Cette stratégie a ses inconvénients. La qualité devient forcément inégale et les anciens éléments paraissent encore plus datés lorsqu’ils côtoient les nouveaux. Le déploiement peut également sembler terriblement lent. Mais il permet à SCS de faire évoluer ses deux simulations sans abandonner les cartes, les DLC, les mods et les milliers d’heures accumulées par les joueurs.
Ce nouveau système de matériaux ne transforme pas soudainement ETS2 ou ATS en démonstration technologique. Il ne remplace pas une véritable illumination globale et ne concerne encore qu’une petite partie des véhicules. Pourtant, il constitue peut-être l’une des mises à jour les plus révélatrices de ces derniers mois.
ETS2 et ATS poursuivent leur interminable transformation
Sur le papier, l’Improved Material System pourrait passer pour une simple amélioration des plastiques et des tissus. Dans les faits, il raconte parfaitement la méthode actuelle de SCS Software.
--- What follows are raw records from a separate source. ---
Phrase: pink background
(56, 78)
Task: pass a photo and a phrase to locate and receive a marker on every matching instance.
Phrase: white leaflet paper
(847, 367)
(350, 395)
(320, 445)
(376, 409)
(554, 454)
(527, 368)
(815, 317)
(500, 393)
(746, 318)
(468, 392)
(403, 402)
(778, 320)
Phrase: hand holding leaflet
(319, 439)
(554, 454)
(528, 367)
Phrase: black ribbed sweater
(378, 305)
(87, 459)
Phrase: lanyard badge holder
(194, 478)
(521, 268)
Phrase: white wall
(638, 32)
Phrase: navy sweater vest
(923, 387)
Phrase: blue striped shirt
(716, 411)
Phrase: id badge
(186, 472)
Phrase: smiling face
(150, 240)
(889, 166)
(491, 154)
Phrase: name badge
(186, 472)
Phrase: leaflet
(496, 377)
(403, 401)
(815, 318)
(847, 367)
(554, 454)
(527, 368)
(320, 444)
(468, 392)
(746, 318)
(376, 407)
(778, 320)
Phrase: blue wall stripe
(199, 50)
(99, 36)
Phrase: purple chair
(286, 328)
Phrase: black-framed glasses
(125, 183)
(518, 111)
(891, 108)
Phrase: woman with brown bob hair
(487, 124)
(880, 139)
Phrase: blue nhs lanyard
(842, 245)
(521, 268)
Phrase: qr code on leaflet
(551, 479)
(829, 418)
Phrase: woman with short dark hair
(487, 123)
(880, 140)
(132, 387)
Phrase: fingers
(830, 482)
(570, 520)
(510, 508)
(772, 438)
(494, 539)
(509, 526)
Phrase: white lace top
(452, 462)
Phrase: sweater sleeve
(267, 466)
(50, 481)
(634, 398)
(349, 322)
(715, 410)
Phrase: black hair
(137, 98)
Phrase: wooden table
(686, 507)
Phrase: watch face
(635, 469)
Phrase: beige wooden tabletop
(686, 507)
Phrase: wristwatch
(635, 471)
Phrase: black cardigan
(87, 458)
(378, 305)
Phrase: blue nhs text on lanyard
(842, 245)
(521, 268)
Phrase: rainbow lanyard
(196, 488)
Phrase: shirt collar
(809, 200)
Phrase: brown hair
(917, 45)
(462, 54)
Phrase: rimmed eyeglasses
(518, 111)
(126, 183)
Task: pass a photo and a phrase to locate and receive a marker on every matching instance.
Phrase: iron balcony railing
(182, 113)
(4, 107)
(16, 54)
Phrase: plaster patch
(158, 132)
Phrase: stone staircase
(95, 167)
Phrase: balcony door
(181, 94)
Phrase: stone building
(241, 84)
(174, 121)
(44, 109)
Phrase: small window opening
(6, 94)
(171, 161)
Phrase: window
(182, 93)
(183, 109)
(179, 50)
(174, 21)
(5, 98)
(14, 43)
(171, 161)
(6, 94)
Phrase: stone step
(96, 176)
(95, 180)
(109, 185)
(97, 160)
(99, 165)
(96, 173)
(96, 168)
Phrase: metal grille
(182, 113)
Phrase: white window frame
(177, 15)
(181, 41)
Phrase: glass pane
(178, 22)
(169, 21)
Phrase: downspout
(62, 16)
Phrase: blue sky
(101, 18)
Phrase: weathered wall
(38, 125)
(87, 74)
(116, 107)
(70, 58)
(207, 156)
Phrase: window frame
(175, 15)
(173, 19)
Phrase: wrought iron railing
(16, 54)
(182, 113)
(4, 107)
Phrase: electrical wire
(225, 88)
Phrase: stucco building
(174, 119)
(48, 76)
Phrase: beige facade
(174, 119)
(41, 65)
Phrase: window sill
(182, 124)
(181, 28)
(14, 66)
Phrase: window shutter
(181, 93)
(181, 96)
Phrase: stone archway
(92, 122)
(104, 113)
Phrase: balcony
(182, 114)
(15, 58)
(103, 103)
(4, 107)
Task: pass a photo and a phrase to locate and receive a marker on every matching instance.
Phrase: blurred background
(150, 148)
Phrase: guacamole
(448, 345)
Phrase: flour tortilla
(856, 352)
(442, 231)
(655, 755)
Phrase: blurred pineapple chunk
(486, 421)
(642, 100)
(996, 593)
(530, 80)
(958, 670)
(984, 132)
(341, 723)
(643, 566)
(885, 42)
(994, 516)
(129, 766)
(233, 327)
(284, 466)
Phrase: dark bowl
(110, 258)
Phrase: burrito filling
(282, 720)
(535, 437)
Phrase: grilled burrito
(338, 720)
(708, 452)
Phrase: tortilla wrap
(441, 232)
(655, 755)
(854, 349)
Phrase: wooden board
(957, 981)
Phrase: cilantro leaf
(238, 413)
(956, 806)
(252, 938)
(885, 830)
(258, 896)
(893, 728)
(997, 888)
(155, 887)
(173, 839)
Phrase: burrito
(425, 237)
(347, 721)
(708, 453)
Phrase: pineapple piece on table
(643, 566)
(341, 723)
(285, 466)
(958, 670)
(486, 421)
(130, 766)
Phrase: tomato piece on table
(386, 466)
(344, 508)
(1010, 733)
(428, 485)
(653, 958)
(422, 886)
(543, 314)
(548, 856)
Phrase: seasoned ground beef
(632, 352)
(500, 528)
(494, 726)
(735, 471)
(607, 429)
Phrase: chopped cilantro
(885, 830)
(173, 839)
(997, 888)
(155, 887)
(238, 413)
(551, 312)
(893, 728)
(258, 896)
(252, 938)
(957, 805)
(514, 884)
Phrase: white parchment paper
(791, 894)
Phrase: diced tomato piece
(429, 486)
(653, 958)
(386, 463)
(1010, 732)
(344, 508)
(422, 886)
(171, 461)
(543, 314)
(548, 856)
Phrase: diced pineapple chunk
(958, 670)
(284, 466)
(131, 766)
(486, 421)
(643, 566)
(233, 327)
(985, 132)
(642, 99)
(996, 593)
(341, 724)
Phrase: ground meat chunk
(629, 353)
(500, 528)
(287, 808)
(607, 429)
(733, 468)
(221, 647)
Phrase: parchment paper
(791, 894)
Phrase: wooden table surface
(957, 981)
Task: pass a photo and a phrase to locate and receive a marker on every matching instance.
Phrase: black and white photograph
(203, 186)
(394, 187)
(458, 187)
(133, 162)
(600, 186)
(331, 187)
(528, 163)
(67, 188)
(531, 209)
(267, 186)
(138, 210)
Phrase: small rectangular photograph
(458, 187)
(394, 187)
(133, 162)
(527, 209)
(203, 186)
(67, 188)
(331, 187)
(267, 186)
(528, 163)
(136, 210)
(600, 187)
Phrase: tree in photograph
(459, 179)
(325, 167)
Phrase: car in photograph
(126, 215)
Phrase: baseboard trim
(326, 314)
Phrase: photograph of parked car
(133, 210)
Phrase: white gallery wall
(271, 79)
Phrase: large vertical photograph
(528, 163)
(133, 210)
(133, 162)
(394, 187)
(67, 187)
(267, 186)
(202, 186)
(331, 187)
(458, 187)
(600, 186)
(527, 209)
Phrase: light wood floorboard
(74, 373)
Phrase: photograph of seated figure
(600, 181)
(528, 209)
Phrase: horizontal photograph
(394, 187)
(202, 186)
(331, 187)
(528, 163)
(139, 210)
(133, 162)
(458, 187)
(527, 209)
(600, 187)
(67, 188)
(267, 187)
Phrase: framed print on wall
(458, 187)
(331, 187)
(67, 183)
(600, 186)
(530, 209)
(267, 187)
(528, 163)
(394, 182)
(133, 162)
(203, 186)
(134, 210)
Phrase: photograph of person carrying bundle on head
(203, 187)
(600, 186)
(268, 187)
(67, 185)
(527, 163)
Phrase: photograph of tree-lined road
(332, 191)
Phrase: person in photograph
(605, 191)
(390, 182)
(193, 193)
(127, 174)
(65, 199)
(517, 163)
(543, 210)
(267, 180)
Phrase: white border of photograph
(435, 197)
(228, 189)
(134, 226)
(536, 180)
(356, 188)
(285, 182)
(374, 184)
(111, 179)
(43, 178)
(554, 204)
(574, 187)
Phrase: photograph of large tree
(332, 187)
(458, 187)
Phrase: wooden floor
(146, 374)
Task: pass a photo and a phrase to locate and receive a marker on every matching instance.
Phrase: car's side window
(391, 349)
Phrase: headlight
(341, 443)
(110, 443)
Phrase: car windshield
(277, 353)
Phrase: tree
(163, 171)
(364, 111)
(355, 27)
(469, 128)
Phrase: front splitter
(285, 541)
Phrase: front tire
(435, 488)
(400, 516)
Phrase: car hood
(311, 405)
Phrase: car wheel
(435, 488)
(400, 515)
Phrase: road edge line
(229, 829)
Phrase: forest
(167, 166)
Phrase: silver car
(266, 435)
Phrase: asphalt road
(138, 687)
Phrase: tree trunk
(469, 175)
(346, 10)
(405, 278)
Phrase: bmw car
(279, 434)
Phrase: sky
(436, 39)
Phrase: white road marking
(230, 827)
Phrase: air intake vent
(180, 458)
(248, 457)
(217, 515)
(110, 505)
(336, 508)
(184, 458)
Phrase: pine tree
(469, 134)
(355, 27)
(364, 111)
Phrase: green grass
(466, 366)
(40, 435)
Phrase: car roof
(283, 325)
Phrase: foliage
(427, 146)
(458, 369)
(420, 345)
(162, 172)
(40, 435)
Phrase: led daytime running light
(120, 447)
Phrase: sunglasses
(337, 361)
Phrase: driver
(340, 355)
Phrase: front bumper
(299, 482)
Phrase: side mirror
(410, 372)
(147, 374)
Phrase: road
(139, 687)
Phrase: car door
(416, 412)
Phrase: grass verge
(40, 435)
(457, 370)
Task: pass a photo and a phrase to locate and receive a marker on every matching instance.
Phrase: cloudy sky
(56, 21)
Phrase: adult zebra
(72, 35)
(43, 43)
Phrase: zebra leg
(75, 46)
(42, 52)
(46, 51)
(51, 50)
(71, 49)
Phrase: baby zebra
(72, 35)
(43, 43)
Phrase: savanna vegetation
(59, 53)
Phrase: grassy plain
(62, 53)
Le studio développe un nouveau projet, découvre les limites de son moteur, crée une solution suffisamment légère pour rester compatible avec les configurations existantes, puis la réinjecte progressivement dans Euro Truck Simulator 2 et American Truck Simulator.
Road Trip devait ouvrir les routes américaines aux voitures. Il est surtout en train d’ouvrir le capot du moteur de SCS Software… Et visiblement, les développeurs ont encore pas mal de pièces à remplacer.